Soeharto merasakan keterdersakan ketika secara nyata menghadapi pembakaran, penjarahan, dan kerusuhan di seantero Indonesia. Krisis ekonomi dunia ditambah rubuhnya kepercayaan terhadap pemerintah menyebabkan ambruknya keamanan nasional. Waktu di Jakarta diukur dari demo ke demo. Kekacauan adalah halaman negeri ini. Situasi semakin riuh setelah parlemen turut meminta Soeharto untuk mundur.

Sementara itu, Sigit juga merasakan posisinya berada di ujung tanduk kala banyak pihak mengadilinya. Prediksi shortfall yang semakin besar membuat celah yang lebar antara target dan realisasi. Selain itu, langkah strategis darinya terbentur kondisi perlambatan ekonomi. Pilihan yang harus direguk olehnya adalah insentif pajak besar-besaran agar ekonomi Indonesia tetap menggeliat. Pilihan yang membuat usaha mengejar target makin meleset. Realisasi yang meleset ini membuat beberapa pihak sempat mendesak Menteri Keuangan Bambang Brodjonegoro mencopot Sigit, namun Menteri Keuangan menolak.

Di tengah keadaan yang mereka hadapi, Sigit maupun Soeharto membuat pilihan mundur nampak begitu logis. Keduanya pun sama-sama mengundurkan diri. Namun, terdapat perbedaan kentara dari perjalanan kedua orang ini.

Dalam konsepsi Jawa Kuno, kekuasaan tidak memiliki komponen moral dan etika. Kekuasaan bukan perkara sah atau tidak sah. Terkait dengan konsep Raja sebagai “Paku Bumi” yang menyelaraskan apa yang tampak dan tidak tampak, kelemahan dalam daya cengkeram kekuasaan adalah tanda-tanda jatuhnya seorang penguasa.

Seorang penguasa yang sekali saja pernah membiarkan kekacauan alam -banjir, letusan gunung api, dan wabah- dan sosial -pencurian, kerakusan, dan pembunuhan- muncul akan menemukan kesulitan besar untuk menegakkan kembali otoritasnya. Ben Anderson menulis bahwa Orang Jawa cenderung percaya bahwa jika seorang raja masih memiliki kekuasaan maka kekacauan itu tidak akan pernah muncul.

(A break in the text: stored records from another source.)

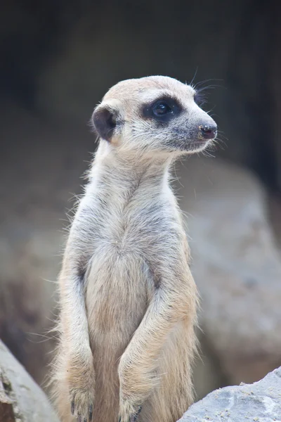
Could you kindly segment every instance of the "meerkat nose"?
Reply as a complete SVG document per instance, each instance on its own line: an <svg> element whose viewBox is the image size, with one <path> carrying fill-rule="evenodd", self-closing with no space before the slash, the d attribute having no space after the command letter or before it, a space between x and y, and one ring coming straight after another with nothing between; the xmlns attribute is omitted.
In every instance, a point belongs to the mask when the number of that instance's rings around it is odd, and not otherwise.
<svg viewBox="0 0 281 422"><path fill-rule="evenodd" d="M203 138L205 139L214 139L214 138L216 138L217 130L216 124L202 124L199 127L202 132Z"/></svg>

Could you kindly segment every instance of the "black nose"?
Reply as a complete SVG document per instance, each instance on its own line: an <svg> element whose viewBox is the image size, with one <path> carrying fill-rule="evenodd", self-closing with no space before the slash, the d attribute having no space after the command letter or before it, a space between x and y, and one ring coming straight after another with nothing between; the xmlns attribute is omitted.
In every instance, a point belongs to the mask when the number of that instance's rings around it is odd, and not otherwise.
<svg viewBox="0 0 281 422"><path fill-rule="evenodd" d="M214 139L216 136L216 124L202 124L199 127L205 139Z"/></svg>

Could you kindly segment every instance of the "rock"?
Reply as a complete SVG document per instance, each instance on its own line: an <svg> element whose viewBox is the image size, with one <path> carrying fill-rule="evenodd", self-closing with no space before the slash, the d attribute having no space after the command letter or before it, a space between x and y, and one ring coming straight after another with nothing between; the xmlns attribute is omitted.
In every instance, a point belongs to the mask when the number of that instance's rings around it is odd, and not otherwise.
<svg viewBox="0 0 281 422"><path fill-rule="evenodd" d="M265 193L217 159L191 158L177 174L204 344L225 384L256 381L281 364L281 261Z"/></svg>
<svg viewBox="0 0 281 422"><path fill-rule="evenodd" d="M1 340L0 422L59 422L43 391Z"/></svg>
<svg viewBox="0 0 281 422"><path fill-rule="evenodd" d="M95 138L87 127L53 128L18 107L13 110L12 116L1 110L1 137L17 147L4 148L0 167L0 338L41 384L55 347L50 330L63 228Z"/></svg>
<svg viewBox="0 0 281 422"><path fill-rule="evenodd" d="M225 387L192 404L178 422L280 422L281 368L254 384Z"/></svg>

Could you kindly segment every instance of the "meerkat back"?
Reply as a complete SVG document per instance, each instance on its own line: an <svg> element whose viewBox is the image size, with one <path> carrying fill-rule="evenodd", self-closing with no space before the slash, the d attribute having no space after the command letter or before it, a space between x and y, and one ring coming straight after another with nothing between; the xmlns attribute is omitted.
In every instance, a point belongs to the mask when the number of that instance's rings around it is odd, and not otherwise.
<svg viewBox="0 0 281 422"><path fill-rule="evenodd" d="M216 137L196 100L148 77L119 82L93 112L99 146L59 277L62 422L174 422L192 402L197 294L169 168Z"/></svg>

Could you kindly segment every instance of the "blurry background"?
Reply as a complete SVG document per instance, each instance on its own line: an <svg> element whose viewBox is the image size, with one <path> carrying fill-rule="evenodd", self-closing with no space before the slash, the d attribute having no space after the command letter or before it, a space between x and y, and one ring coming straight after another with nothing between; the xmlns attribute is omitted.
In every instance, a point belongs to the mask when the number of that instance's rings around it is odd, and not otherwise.
<svg viewBox="0 0 281 422"><path fill-rule="evenodd" d="M92 110L155 74L204 81L221 131L215 159L177 171L202 296L198 396L281 364L280 13L275 0L2 3L0 337L39 383Z"/></svg>

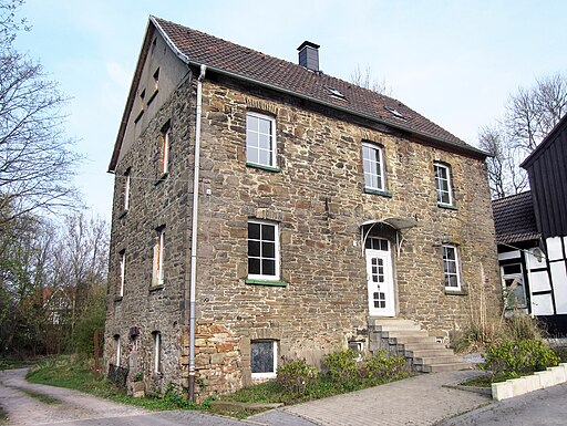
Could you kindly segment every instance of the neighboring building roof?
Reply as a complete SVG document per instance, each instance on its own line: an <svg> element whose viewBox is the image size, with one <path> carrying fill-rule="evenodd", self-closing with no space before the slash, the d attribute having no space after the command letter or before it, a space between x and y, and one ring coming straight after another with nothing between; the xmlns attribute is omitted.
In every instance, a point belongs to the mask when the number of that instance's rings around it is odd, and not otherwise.
<svg viewBox="0 0 567 426"><path fill-rule="evenodd" d="M494 226L498 243L536 240L536 227L532 193L522 193L492 201Z"/></svg>
<svg viewBox="0 0 567 426"><path fill-rule="evenodd" d="M150 25L152 24L168 42L177 56L187 64L195 66L204 64L213 72L355 114L475 157L485 158L488 155L392 97L159 18L151 17ZM147 42L146 34L145 43ZM142 55L144 53L143 48ZM142 66L141 62L138 62L138 67ZM136 83L136 80L135 75L133 84ZM133 96L131 90L132 100L128 100L125 114L128 113L128 105L132 105ZM126 120L127 117L123 117L122 126L126 125ZM121 129L111 160L111 170L114 169L113 165L115 166L117 160L116 148L120 147L122 135L123 131Z"/></svg>

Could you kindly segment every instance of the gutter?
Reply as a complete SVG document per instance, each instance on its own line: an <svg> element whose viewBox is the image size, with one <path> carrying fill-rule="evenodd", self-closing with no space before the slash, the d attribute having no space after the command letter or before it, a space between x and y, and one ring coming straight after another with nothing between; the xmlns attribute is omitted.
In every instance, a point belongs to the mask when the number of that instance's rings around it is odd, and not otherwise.
<svg viewBox="0 0 567 426"><path fill-rule="evenodd" d="M189 283L189 383L188 397L195 402L195 301L197 282L197 233L199 207L199 166L200 166L200 116L203 113L203 80L207 65L200 65L200 75L197 79L197 105L195 118L195 164L193 169L193 216L190 232L190 283Z"/></svg>

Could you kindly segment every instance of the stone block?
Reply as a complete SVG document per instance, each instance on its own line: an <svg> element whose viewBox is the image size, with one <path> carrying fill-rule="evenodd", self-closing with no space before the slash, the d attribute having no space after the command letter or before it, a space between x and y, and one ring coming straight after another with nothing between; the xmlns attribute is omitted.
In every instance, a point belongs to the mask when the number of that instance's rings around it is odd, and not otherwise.
<svg viewBox="0 0 567 426"><path fill-rule="evenodd" d="M534 375L539 377L539 384L542 385L542 388L555 386L557 384L555 383L554 374L549 371L535 372Z"/></svg>
<svg viewBox="0 0 567 426"><path fill-rule="evenodd" d="M492 397L496 401L512 398L514 396L514 392L512 388L512 384L508 382L499 382L492 384Z"/></svg>

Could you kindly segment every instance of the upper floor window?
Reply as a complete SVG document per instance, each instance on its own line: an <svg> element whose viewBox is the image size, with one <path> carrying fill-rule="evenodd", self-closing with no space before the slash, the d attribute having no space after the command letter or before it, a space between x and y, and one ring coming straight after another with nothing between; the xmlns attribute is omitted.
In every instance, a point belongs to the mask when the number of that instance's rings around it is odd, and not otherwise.
<svg viewBox="0 0 567 426"><path fill-rule="evenodd" d="M246 160L251 164L276 166L276 121L267 115L246 114Z"/></svg>
<svg viewBox="0 0 567 426"><path fill-rule="evenodd" d="M154 331L154 373L162 372L162 333Z"/></svg>
<svg viewBox="0 0 567 426"><path fill-rule="evenodd" d="M126 172L124 172L124 204L123 209L124 211L127 211L130 208L130 179L131 176L131 168L128 167Z"/></svg>
<svg viewBox="0 0 567 426"><path fill-rule="evenodd" d="M364 169L364 187L385 190L383 149L374 144L362 144L362 167Z"/></svg>
<svg viewBox="0 0 567 426"><path fill-rule="evenodd" d="M435 163L435 188L437 190L437 204L453 206L453 187L451 183L451 166Z"/></svg>
<svg viewBox="0 0 567 426"><path fill-rule="evenodd" d="M162 176L169 173L169 145L171 145L171 123L167 122L162 128L161 135L161 173Z"/></svg>
<svg viewBox="0 0 567 426"><path fill-rule="evenodd" d="M454 245L443 245L443 271L445 273L445 288L461 290L461 274L458 252Z"/></svg>
<svg viewBox="0 0 567 426"><path fill-rule="evenodd" d="M126 250L120 252L120 266L118 266L118 288L116 289L116 295L122 298L124 295L124 282L126 279Z"/></svg>
<svg viewBox="0 0 567 426"><path fill-rule="evenodd" d="M164 253L165 253L165 227L157 229L157 239L154 245L154 268L152 285L164 284Z"/></svg>
<svg viewBox="0 0 567 426"><path fill-rule="evenodd" d="M278 225L264 220L248 222L248 278L279 279Z"/></svg>

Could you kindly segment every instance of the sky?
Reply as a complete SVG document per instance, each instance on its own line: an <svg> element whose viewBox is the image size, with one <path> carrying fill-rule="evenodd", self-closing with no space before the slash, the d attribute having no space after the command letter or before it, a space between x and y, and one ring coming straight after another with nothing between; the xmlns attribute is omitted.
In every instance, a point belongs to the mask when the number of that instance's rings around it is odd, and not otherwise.
<svg viewBox="0 0 567 426"><path fill-rule="evenodd" d="M106 170L151 14L296 63L312 41L324 73L351 80L368 67L472 145L518 87L567 74L563 0L27 0L18 18L32 29L16 46L71 98L65 132L85 158L75 181L107 220Z"/></svg>

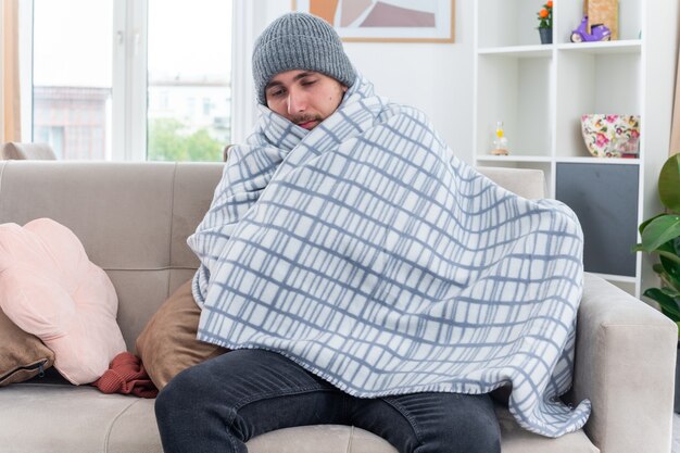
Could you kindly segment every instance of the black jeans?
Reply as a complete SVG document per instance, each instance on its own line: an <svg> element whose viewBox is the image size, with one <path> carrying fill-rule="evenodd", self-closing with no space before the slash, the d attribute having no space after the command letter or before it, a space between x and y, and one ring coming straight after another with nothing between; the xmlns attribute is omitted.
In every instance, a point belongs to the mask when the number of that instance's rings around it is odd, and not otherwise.
<svg viewBox="0 0 680 453"><path fill-rule="evenodd" d="M184 370L159 394L155 413L166 453L243 453L254 436L320 424L363 428L401 453L501 451L489 395L354 398L262 350L232 351Z"/></svg>

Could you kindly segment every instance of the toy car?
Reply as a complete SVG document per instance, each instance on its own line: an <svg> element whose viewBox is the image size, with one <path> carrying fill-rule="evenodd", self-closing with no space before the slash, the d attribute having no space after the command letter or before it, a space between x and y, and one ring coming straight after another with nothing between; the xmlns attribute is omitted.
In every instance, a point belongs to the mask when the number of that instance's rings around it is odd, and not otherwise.
<svg viewBox="0 0 680 453"><path fill-rule="evenodd" d="M571 42L608 41L612 30L604 24L593 24L588 33L588 16L584 15L577 29L571 32Z"/></svg>

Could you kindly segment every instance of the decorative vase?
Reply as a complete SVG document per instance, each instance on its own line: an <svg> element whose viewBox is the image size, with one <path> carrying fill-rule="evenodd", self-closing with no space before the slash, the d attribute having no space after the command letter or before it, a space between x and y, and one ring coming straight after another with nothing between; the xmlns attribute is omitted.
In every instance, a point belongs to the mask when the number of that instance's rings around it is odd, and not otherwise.
<svg viewBox="0 0 680 453"><path fill-rule="evenodd" d="M541 35L542 45L553 43L553 29L552 28L539 28L539 35Z"/></svg>
<svg viewBox="0 0 680 453"><path fill-rule="evenodd" d="M640 115L581 115L581 135L594 158L638 158Z"/></svg>

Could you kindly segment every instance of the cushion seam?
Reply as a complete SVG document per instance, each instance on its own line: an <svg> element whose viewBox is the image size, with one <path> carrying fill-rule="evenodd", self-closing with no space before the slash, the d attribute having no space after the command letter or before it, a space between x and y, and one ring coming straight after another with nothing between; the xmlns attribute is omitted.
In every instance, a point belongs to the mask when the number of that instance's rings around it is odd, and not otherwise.
<svg viewBox="0 0 680 453"><path fill-rule="evenodd" d="M9 165L10 161L4 161L2 165L0 165L0 193L2 193L2 183L4 181L4 179L2 178L2 176L4 175L4 168ZM1 199L1 197L0 197Z"/></svg>
<svg viewBox="0 0 680 453"><path fill-rule="evenodd" d="M175 162L175 167L173 168L173 184L171 185L171 215L169 215L169 253L168 253L168 264L173 266L173 225L175 225L175 185L177 184L177 162ZM165 295L169 297L169 282L171 276L167 276L167 288L165 291Z"/></svg>
<svg viewBox="0 0 680 453"><path fill-rule="evenodd" d="M109 429L106 429L106 435L104 436L104 448L102 450L103 453L108 453L109 452L109 441L111 440L111 432L113 431L113 427L115 426L115 424L118 420L118 418L121 418L123 416L123 414L125 414L135 404L139 403L139 401L140 400L133 401L130 404L128 404L127 406L123 407L123 410L115 417L113 417L113 420L111 420L111 424L109 425Z"/></svg>
<svg viewBox="0 0 680 453"><path fill-rule="evenodd" d="M348 440L348 450L345 453L352 453L352 439L354 439L354 426L350 427L350 439Z"/></svg>
<svg viewBox="0 0 680 453"><path fill-rule="evenodd" d="M193 266L159 266L159 267L102 267L104 270L123 270L123 272L143 272L143 270L196 270L198 267Z"/></svg>

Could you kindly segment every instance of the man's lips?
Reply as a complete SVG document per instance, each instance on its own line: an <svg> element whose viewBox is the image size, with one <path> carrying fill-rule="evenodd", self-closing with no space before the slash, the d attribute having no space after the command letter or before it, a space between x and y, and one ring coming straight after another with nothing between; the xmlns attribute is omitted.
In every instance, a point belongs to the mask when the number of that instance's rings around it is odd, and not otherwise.
<svg viewBox="0 0 680 453"><path fill-rule="evenodd" d="M310 119L310 121L306 121L306 122L303 122L303 123L298 123L298 126L308 130L308 129L313 128L314 126L316 126L317 124L318 124L318 122L316 119Z"/></svg>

Merunut konsepsi tersebut, Soeharto jelas-jelas sudah layak untuk jatuh karena kekacauan sosial sudah terjadi. Namun, kekacauan tidak terjadi pada waktu Sigit terdesak. Turunnya realisasi penerimaan bukan hanya disebabkan kinerja yang kurang baik dari armada yang dimiliki Sigit, melainkan resultan dari banyak faktor yang berperan lebih besar.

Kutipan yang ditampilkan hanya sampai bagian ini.